Advances in understanding and managing celiac disease: Pathophysiology and treatment strategies

Abstract

In this editorial, we comment on an article published in the recent issue of the World Journal of Gastroenterology. Celiac disease (CeD) is a disease occurring in genetically susceptible individuals, which is mainly characterized by gluten intolerance in the small intestine and clinical symptoms such as abdominal pain, diarrhea, and malnutrition. Therefore, patients often need a lifelong gluten-free diet, which greatly affects the quality of life and expenses of patients. The gold standard for diagnosis is intestinal mucosal biopsy, combined with serological and genetic tests. At present, the lack of safe, effective, and satisfactory drugs for CeD is mainly due to the complexity of its pathogenesis, and it is difficult to find a perfect target to solve the multi-level needs of patients. In this editorial, we mainly review the pathological mechanism of CeD and describe the current experimental and improved drugs for various pathological aspects.
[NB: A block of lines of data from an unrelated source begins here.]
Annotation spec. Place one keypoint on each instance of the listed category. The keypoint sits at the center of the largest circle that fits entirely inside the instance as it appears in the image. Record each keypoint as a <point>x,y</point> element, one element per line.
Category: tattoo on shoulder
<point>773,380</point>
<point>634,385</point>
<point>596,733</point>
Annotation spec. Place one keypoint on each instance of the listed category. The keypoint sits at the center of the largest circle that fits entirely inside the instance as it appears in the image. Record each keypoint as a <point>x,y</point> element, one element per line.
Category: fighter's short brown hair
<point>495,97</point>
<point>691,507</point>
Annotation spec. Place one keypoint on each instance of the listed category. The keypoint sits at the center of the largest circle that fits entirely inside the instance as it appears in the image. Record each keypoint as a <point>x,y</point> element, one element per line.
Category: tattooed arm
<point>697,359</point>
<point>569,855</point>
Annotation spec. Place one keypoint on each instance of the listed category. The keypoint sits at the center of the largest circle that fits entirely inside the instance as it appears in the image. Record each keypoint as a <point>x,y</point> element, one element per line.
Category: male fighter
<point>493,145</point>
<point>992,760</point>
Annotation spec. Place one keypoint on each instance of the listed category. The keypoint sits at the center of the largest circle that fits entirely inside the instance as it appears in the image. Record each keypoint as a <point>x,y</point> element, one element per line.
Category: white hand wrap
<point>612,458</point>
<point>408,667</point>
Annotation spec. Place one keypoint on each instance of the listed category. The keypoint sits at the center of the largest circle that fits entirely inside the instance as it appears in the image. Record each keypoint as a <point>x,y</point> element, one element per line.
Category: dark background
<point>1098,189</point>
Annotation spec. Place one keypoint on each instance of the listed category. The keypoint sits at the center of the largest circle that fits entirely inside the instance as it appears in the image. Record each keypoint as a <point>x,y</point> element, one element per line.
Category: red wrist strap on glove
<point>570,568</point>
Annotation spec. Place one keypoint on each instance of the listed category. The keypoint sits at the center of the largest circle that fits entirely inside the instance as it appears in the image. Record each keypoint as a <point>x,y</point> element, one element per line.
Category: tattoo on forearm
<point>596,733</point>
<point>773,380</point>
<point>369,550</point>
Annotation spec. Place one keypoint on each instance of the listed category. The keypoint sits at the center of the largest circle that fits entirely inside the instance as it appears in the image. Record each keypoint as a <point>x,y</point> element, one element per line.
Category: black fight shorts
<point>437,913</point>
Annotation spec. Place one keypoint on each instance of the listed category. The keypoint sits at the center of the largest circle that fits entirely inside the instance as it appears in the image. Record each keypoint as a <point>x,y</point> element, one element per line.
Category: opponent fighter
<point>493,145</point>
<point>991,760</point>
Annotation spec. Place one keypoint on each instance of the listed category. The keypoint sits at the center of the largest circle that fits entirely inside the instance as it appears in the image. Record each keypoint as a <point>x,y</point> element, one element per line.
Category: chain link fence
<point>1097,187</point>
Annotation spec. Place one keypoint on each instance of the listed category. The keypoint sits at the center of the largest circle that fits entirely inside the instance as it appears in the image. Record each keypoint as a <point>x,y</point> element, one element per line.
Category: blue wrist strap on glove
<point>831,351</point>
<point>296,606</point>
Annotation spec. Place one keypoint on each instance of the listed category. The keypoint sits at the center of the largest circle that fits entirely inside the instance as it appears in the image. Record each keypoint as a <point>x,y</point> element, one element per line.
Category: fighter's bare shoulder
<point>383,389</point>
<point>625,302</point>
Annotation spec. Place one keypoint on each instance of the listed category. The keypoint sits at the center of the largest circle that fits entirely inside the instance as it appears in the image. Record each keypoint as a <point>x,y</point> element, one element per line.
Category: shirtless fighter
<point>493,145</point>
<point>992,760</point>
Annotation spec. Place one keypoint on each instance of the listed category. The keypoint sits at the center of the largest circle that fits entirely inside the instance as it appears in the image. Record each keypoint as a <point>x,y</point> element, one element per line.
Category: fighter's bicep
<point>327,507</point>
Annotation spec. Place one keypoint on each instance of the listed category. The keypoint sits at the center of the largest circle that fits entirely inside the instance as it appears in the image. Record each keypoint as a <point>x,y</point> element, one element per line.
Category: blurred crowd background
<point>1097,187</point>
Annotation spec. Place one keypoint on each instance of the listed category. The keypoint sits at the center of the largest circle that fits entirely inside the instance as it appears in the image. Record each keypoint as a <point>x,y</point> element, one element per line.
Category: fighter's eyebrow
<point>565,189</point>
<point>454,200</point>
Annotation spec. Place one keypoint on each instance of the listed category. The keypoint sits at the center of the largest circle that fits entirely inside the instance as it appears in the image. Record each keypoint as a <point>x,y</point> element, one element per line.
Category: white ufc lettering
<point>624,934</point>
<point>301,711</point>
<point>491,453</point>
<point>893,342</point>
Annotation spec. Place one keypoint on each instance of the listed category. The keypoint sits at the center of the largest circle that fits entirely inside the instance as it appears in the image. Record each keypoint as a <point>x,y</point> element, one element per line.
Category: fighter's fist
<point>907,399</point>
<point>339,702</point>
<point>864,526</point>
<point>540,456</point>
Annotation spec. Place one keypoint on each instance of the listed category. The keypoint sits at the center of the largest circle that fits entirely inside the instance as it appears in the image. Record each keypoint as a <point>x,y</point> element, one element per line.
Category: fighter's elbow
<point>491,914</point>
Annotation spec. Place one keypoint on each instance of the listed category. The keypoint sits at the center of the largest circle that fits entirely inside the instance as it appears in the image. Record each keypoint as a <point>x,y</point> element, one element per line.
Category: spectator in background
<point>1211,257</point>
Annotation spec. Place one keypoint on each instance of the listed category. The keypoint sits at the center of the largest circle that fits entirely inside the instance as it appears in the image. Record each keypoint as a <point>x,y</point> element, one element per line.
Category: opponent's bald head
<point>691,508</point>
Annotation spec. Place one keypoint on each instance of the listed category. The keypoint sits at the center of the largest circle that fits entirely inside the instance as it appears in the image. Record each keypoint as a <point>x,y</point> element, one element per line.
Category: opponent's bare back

Keywords: Aspergillus niger prolyl endoprotease; Celiac disease; Gluten-free diet; Human leukocyte antigen; Immunotherapy; Pathology; Treatment.

Figure 1

Pathophysiological mechanisms of celiac disease. Gluten or gliadin crosses the epithelial cells, and after the deamidation by transglutaminase-2 (TG2), they become easier to be recognized by antigen presenting cells (APCs) expressing HLA-DQ2/8. APCs could secrete interleukin (IL)-15 which causes damage to epithelial cells directly or through activation of intraepithelial lymphocytes expressing natural killer cell receptor. Also, APCs present the deamidated polypeptides complex to CD4⁺ T cells which further secrete interferon-γ and IL-21 to cause damage to epithelial cells. In another way, CD4⁺ T cells activate B cells to differentiate into plasma cells with secretion of antibodies against gluten, TG2, and deamidated polypeptides complex. TG2: Transglutaminase-2; IL: Interleukin; HLA: Human leukocyte antigen; APC: Antigen presenting cells; TCR: T cell receptor; IELs: Intraepithelial lymphocytes; IFN-γ: Interferon-γ; NKG2D: Natural killer cell receptor.